Infiltration is the process by which water on the ground surface enters the soil. The infiltration rate of the soil is a measure of the rate at which soil is able to absorb rainfall or irrigation. The amount and rate of water infiltration are primarily dependent on soil hydraulic properties, including soil water retention and hydraulic conductivity. When soil is not able to absorb water, reduced growth rates and major yield penalties might be accrued across the paddock.
Spatial distribution of soil moisture is the key factor determining infiltration patterns across the field. In this blog, we aim to demonstrate how to stimulate the spatial heterogeneity of infiltration in a drainage basin using remote sensing technology with ground-truthing observations.
The images above show how a cornfield from Southern-New South Wales (NSW) in two consecutive seasons. The image on the left shows a previous corn season (2017) yield map where the red areas were affected by water infiltration resulted with low yields of 3,850 kg/ha dry yield as opposed to an average of 17,200 kg/ha for the entire field. On the right, a map of Red-Edge-driven index called Canopy Chlorophyll Content Index (CCCI) from the following season (January 2019) where the effects of water infiltration can be clearly seen and enabled to farmer to intervene to prevent or reduce yield loss.

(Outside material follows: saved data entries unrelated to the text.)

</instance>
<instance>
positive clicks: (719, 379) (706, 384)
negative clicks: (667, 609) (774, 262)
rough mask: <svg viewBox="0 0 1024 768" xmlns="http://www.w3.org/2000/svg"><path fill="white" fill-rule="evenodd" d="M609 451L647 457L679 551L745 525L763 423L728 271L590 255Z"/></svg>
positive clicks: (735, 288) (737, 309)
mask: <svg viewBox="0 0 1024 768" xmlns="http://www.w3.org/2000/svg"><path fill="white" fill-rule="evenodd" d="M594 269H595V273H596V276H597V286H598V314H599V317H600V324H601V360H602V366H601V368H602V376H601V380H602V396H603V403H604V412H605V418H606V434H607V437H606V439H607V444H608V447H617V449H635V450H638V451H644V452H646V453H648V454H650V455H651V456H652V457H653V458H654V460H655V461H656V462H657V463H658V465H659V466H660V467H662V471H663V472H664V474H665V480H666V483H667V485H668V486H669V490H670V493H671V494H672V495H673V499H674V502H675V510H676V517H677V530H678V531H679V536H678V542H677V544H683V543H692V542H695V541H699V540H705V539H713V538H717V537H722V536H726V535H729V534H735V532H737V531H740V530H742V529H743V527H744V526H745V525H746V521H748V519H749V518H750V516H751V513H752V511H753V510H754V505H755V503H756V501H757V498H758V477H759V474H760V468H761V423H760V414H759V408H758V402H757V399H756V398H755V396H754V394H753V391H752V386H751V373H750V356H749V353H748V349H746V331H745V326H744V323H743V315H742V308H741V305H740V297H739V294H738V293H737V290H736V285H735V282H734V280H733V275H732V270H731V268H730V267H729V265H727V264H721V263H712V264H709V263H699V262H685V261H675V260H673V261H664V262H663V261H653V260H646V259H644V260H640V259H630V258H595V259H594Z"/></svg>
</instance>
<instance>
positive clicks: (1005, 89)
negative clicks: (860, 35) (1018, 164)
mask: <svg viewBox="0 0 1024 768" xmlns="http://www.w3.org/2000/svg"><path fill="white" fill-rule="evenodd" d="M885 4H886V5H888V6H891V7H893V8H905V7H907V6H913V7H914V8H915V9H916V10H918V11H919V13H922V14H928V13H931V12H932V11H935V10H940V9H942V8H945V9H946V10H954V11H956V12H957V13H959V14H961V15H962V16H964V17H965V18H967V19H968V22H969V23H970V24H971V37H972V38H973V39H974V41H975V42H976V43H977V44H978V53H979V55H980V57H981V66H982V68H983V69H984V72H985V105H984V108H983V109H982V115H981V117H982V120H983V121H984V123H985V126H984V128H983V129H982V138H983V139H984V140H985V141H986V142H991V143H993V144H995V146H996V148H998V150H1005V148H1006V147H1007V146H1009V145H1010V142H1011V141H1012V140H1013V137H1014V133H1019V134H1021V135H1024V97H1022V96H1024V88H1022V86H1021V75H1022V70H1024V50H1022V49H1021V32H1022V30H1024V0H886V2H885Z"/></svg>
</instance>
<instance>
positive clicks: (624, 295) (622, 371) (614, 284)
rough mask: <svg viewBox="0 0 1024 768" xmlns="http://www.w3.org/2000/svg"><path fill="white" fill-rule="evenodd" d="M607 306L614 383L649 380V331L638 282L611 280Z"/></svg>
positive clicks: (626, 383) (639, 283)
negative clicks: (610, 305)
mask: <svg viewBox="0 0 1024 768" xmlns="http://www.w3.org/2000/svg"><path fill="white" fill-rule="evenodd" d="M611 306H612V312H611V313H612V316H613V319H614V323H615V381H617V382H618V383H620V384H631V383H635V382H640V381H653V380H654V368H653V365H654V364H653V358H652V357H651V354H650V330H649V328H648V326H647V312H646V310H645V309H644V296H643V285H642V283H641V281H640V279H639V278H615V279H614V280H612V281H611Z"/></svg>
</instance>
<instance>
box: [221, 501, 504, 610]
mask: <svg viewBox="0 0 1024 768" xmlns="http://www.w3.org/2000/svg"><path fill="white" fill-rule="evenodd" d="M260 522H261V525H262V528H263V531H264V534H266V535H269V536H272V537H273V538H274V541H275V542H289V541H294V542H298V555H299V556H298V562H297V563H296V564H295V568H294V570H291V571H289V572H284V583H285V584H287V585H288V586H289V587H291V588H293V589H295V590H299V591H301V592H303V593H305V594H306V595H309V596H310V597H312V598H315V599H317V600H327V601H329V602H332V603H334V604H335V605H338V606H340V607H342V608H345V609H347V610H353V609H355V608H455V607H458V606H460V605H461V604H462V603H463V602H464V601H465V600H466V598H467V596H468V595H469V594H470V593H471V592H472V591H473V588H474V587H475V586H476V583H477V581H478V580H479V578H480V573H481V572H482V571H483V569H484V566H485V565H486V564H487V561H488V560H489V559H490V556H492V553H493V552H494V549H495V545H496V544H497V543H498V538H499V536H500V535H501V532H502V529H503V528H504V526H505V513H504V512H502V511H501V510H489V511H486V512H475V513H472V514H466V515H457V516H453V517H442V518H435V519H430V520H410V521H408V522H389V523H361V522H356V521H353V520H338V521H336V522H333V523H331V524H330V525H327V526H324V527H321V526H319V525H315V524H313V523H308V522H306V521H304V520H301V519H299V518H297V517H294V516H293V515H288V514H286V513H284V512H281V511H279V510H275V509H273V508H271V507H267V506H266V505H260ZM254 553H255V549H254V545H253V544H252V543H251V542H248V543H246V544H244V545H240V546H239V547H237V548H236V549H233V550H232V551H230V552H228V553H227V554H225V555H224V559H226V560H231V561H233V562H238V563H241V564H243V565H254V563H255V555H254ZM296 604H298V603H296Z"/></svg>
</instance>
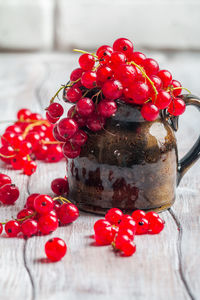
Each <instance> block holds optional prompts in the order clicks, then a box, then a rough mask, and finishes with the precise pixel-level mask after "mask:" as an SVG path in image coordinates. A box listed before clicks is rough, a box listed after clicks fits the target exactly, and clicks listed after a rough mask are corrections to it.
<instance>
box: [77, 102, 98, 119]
mask: <svg viewBox="0 0 200 300" xmlns="http://www.w3.org/2000/svg"><path fill="white" fill-rule="evenodd" d="M94 109H95V105H94V102H93V101H92V99H90V98H82V99H80V100H79V101H78V102H77V104H76V111H77V112H78V114H79V115H81V116H83V117H88V116H89V115H91V114H92V113H93V111H94Z"/></svg>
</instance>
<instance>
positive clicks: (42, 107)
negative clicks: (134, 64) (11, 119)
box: [0, 53, 200, 300]
mask: <svg viewBox="0 0 200 300" xmlns="http://www.w3.org/2000/svg"><path fill="white" fill-rule="evenodd" d="M154 55H156V54H155V53H152V56H154ZM158 56H159V57H160V60H161V62H162V63H163V64H166V65H170V66H172V67H173V68H174V69H175V70H179V71H177V73H176V76H177V78H180V77H181V78H180V80H182V81H184V85H185V86H186V87H188V88H190V89H191V90H192V89H194V90H195V91H196V93H198V92H199V94H200V90H199V86H198V85H197V81H195V80H196V79H194V82H195V83H194V82H193V83H191V82H192V81H191V80H190V79H188V77H187V75H188V72H189V71H190V72H191V74H192V71H193V69H190V67H189V62H190V63H191V64H192V66H194V60H193V59H194V58H192V59H190V57H189V56H187V55H185V56H184V55H180V57H179V56H177V54H173V55H172V54H171V55H164V54H162V55H158ZM195 60H196V65H195V66H194V68H195V70H196V71H197V72H199V70H200V68H199V66H200V56H196V57H195ZM181 61H182V63H183V61H184V64H185V65H186V66H185V65H184V67H183V72H182V73H180V74H179V72H180V68H181ZM73 67H75V63H74V57H72V56H69V55H36V54H35V55H13V54H11V55H1V56H0V87H1V89H0V123H1V124H0V132H2V130H3V129H4V127H5V125H7V124H4V123H3V122H4V120H9V119H13V118H15V114H16V110H17V109H18V108H20V107H29V108H31V109H32V110H34V111H38V112H40V111H42V110H43V109H44V108H45V107H46V105H47V104H48V100H49V99H50V98H51V96H52V95H53V93H54V92H55V91H56V89H57V87H59V85H60V84H62V83H65V82H66V81H67V78H68V76H69V73H70V70H71V69H72V68H73ZM16 74H17V75H16ZM179 75H180V76H179ZM199 75H200V74H199ZM8 82H10V83H12V84H11V85H10V84H9V83H8ZM190 84H191V86H190ZM5 99H6V100H5ZM191 113H192V114H193V116H195V118H196V119H194V117H193V119H194V120H193V122H194V125H195V126H194V127H193V125H192V122H191ZM197 118H198V120H197ZM181 127H183V128H181V129H180V131H179V132H178V134H177V136H178V141H179V142H180V143H179V152H180V156H181V155H182V154H183V153H184V152H185V151H186V150H188V147H190V146H191V144H192V143H193V141H194V140H195V138H196V137H197V134H198V132H199V129H198V128H199V116H198V114H197V113H196V112H194V111H192V110H191V111H189V112H188V114H186V115H185V116H184V117H183V118H182V120H181ZM193 128H196V129H193ZM183 136H184V139H183ZM185 137H187V140H185ZM0 172H5V173H6V174H9V175H10V176H11V177H12V179H13V181H14V182H15V183H16V184H17V185H18V186H19V187H20V191H21V195H20V199H19V200H18V201H17V203H16V205H14V206H12V207H3V206H1V207H0V218H1V220H5V219H6V218H9V217H10V216H15V215H16V212H17V211H18V210H19V209H20V208H22V207H23V205H24V203H25V199H26V197H27V195H28V194H30V193H34V192H40V193H51V191H50V182H51V180H52V179H53V178H55V177H60V176H64V174H65V162H64V161H62V162H60V163H58V164H55V165H54V164H45V163H39V165H38V170H37V172H36V173H35V174H34V175H32V176H31V177H30V178H28V177H26V176H24V175H22V174H20V172H15V171H12V170H8V169H5V167H4V165H3V164H2V163H1V164H0ZM199 174H200V167H199V163H197V164H196V165H195V166H194V167H193V168H192V169H191V170H190V171H189V172H188V173H187V174H186V175H185V177H184V178H183V180H182V182H181V185H180V187H179V188H178V189H177V200H176V203H175V205H174V206H173V208H172V209H171V210H170V211H166V212H164V213H162V214H161V216H162V217H163V219H164V220H165V222H166V226H165V230H164V231H163V232H162V233H161V234H160V235H155V236H150V235H147V236H139V237H136V244H137V252H136V254H135V255H134V256H133V257H130V258H120V257H118V256H117V255H116V254H115V253H113V252H112V250H111V248H110V247H96V246H95V245H94V243H93V239H92V238H91V235H92V227H93V224H94V222H95V221H96V220H97V219H98V218H99V216H95V215H90V214H86V213H81V217H80V218H79V219H78V220H77V222H75V223H74V224H73V225H69V226H66V227H60V228H59V229H58V230H57V231H56V232H55V233H53V234H52V235H51V236H59V237H61V238H63V239H64V240H65V241H66V243H67V245H68V253H67V255H66V256H65V258H64V259H63V260H62V261H61V262H58V263H47V262H46V261H45V259H44V258H45V256H44V244H45V242H46V241H47V240H48V239H49V236H43V237H33V238H30V239H28V240H24V239H12V238H6V237H4V236H2V237H1V238H0V299H5V300H10V299H13V295H15V299H17V300H18V299H20V300H46V299H49V300H66V299H70V300H77V299H84V300H90V299H91V300H93V299H100V300H103V299H106V300H107V299H117V300H118V299H121V298H124V299H129V298H131V299H136V300H138V299H139V300H140V299H141V300H143V299H156V300H157V299H159V300H165V299H181V300H182V299H186V300H188V299H199V295H200V271H199V269H200V268H199V266H200V258H199V255H198V249H199V246H200V239H199V227H200V226H199V225H200V224H199V223H200V221H199V214H200V204H199V194H200V186H199ZM191 216H192V218H191Z"/></svg>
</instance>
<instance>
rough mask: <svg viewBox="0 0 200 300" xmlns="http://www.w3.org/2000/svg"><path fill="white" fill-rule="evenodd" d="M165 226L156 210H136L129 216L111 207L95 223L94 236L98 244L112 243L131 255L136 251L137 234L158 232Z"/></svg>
mask: <svg viewBox="0 0 200 300" xmlns="http://www.w3.org/2000/svg"><path fill="white" fill-rule="evenodd" d="M163 228H164V221H163V220H162V219H161V218H160V217H159V215H158V214H157V213H155V212H148V213H145V212H144V211H143V210H136V211H134V212H133V213H132V215H131V216H129V215H125V214H123V213H122V211H121V210H120V209H118V208H111V209H110V210H109V211H108V212H107V214H106V215H105V219H100V220H98V221H97V222H96V223H95V224H94V238H95V241H96V243H97V244H98V245H102V246H103V245H112V246H113V248H114V250H116V251H118V252H120V253H121V254H122V255H123V256H131V255H133V254H134V253H135V251H136V245H135V243H134V237H135V235H141V234H147V233H149V234H158V233H160V232H161V231H162V230H163Z"/></svg>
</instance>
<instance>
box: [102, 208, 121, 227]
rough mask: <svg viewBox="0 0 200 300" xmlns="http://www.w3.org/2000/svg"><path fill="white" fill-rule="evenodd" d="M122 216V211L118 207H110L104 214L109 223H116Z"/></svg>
mask: <svg viewBox="0 0 200 300" xmlns="http://www.w3.org/2000/svg"><path fill="white" fill-rule="evenodd" d="M122 216H123V212H122V211H121V210H120V209H118V208H111V209H109V211H108V212H107V214H106V215H105V219H106V221H108V222H110V224H114V225H118V224H119V222H120V221H121V218H122Z"/></svg>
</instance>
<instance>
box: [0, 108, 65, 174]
mask: <svg viewBox="0 0 200 300" xmlns="http://www.w3.org/2000/svg"><path fill="white" fill-rule="evenodd" d="M48 111H49V115H51V116H52V117H55V116H56V118H57V119H59V116H60V115H61V114H62V111H63V107H62V106H61V105H60V104H59V103H52V105H50V106H49V108H48ZM62 158H63V153H62V147H61V145H60V142H58V141H57V140H56V139H55V138H54V136H53V125H52V124H51V123H50V122H49V121H48V120H46V119H44V118H42V116H41V115H40V114H37V113H32V112H31V111H30V110H29V109H25V108H23V109H20V110H19V111H18V113H17V121H16V122H15V123H14V124H13V125H11V126H8V127H7V128H6V130H5V132H4V133H3V134H2V135H1V147H0V159H1V160H2V161H4V162H5V163H6V164H9V165H11V166H12V168H13V169H14V170H22V171H23V172H24V174H26V175H29V176H30V175H32V174H33V173H34V172H35V171H36V169H37V164H36V162H35V160H36V159H38V160H43V161H46V162H57V161H60V160H61V159H62Z"/></svg>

Farmers and agronomists can use FluroSense remoting sensing indices such as NDVI or CCCI to guide their scouting efforts and applications after a soil anomaly is detected. The above CCCI map taken from FluroSense was used in conjunction with grid Soil Test Pro results and the previous season’s yield map to identify site-specific scouting points. This enables the farmer to identify the soil constraints to be water infiltration and to intervene with the application of soil wetting agents and liquid gypsum to improve water infiltration and to minimise potential yield loss.
FluroSat’s zoning tool can divide the field into actionable management zones. It can be used to quantify the severity of problem, address the farmer’s focus and efforts to site-specific management zones to save resources, time and to improve yields.